OA04.01. Effects of relaxation response intervention on endogenous progenitor cells in a hypertensive population
© Fyfe-Johnson et al; licensee BioMed Central Ltd. 2012
Published: 12 June 2012
To examine the impact of a relaxation response intervention on endogenous progenitor cell populations in a systolic hypertension population.
These ancillary data are an extension of a current study investigating the impact of a relaxation response meditation (RR) in a systolic hypertension population. Data were collected from 15 subjects with systolic hypertension: before and after an 8-week manualized RR meditation intervention, and compared to subjects receiving health education. Primary outcomes were pre and post-progenitor cell populations measured by flow cytometry (FACScan). After lysis and processing, cell number and viability were determined using an automated Guava ViaCount assay counter, Millipore. FACScan raw data were collected using LSRII Cytometer, BD Biosciences. Paired T-tests were used to test for significant differences in mean pre and post progenitor cell changes. Cell surface markers of interest were CD45, CD34, CD31, AC133, CXCR4, and VEGFR2.

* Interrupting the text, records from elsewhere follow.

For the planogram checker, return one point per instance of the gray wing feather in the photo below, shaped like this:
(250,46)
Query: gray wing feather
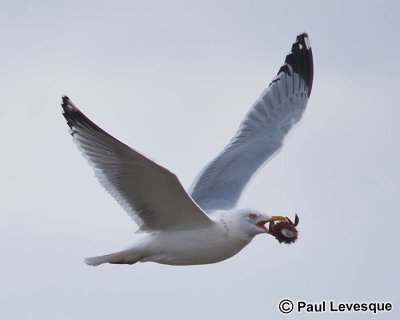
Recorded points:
(261,133)
(152,195)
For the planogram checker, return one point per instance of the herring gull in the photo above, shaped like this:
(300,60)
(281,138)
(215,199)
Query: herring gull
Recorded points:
(200,226)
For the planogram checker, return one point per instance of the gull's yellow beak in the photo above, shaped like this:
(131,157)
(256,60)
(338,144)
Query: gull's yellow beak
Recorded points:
(261,224)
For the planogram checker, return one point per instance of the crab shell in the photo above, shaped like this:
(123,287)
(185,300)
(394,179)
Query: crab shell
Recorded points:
(285,231)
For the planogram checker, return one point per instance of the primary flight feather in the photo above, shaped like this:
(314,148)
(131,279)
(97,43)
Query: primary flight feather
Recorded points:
(203,227)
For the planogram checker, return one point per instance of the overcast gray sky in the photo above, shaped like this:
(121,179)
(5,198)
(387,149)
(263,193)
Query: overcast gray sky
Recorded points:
(173,79)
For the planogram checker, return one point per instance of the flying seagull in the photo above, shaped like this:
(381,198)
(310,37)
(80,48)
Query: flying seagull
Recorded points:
(201,226)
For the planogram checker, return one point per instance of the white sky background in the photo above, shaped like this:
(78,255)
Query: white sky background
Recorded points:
(173,80)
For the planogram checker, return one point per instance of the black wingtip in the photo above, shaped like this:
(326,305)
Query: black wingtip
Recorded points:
(301,60)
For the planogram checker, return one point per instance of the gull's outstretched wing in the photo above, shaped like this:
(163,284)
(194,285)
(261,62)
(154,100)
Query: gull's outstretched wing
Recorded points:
(261,133)
(152,195)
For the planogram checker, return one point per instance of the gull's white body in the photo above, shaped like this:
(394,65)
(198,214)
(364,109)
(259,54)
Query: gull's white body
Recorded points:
(218,242)
(204,227)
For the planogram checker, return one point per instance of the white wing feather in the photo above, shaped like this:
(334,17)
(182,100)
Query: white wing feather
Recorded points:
(261,133)
(152,195)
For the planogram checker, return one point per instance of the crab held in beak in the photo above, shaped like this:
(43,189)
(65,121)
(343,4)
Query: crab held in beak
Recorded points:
(284,231)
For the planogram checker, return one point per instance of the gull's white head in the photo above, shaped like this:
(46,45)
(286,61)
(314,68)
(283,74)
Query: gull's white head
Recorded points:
(253,222)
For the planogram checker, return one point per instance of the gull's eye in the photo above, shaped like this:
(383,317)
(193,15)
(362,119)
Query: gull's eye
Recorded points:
(252,216)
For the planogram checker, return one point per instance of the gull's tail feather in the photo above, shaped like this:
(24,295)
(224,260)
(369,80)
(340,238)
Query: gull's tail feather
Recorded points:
(122,257)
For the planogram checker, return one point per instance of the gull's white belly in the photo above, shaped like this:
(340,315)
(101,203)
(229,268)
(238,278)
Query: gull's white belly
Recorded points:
(201,246)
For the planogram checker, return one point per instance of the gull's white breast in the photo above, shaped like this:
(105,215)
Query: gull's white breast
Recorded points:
(196,246)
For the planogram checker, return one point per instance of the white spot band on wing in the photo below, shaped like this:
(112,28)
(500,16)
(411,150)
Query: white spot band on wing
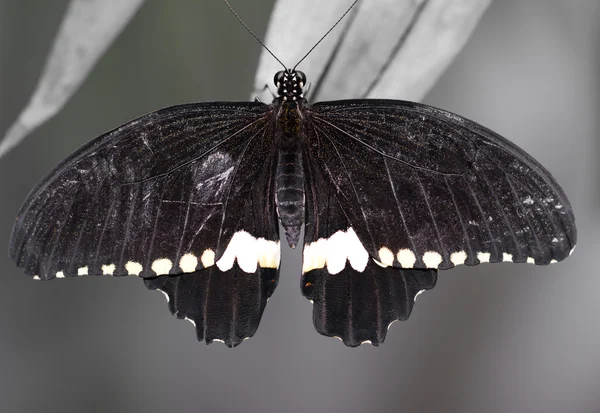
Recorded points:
(333,252)
(249,252)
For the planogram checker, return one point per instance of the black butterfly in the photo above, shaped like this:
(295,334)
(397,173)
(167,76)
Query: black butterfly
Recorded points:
(190,198)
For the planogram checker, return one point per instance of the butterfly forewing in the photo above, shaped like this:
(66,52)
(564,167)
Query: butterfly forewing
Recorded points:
(163,194)
(423,188)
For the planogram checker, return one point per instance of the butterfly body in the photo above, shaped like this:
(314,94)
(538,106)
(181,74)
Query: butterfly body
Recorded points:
(189,198)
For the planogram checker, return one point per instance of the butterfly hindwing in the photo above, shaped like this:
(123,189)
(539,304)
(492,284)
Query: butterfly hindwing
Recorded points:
(424,188)
(354,297)
(225,302)
(162,194)
(222,305)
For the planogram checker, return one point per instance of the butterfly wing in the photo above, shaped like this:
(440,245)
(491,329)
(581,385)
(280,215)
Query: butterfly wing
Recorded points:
(162,194)
(184,190)
(424,188)
(354,298)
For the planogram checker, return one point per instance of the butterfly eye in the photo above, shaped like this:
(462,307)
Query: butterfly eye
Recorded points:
(279,77)
(301,77)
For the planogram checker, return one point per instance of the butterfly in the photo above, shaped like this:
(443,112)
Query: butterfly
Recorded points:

Progenitor cells offer the potential to be a meaningful outcome measure for integrative medicine, and are specifically relevant to cardiovascular disease. Arterial repair has powerful clinical applications; particularly for hypertension. Relative to health education control, we found a marked increase in endogenous progenitor cells expressing CD45, CD34, CD31, CXCR4, and VEGFR2 (p<0.01) after 8 weeks of RR meditation. The largest increase was seen in the CD34 subpopulation (40.1%, p<0.05). A significant decrease was shown in cells expressing AC133 (61.1%, p<0.05). In concordance with an increase in the CD34 subpopulation, these data suggest that increases in progenitor cells are evident in the middle of the differentiation process and offer a promising signal for the prospect of arterial repair with mind/body interventions.
Based on preliminary data, RR meditation appears to increase populations of endogenous progenitor cells in patients with systolic hypertension. These findings provide incentive to further investigate endogenous progenitor cells as a novel outcome measure for mind/body therapies.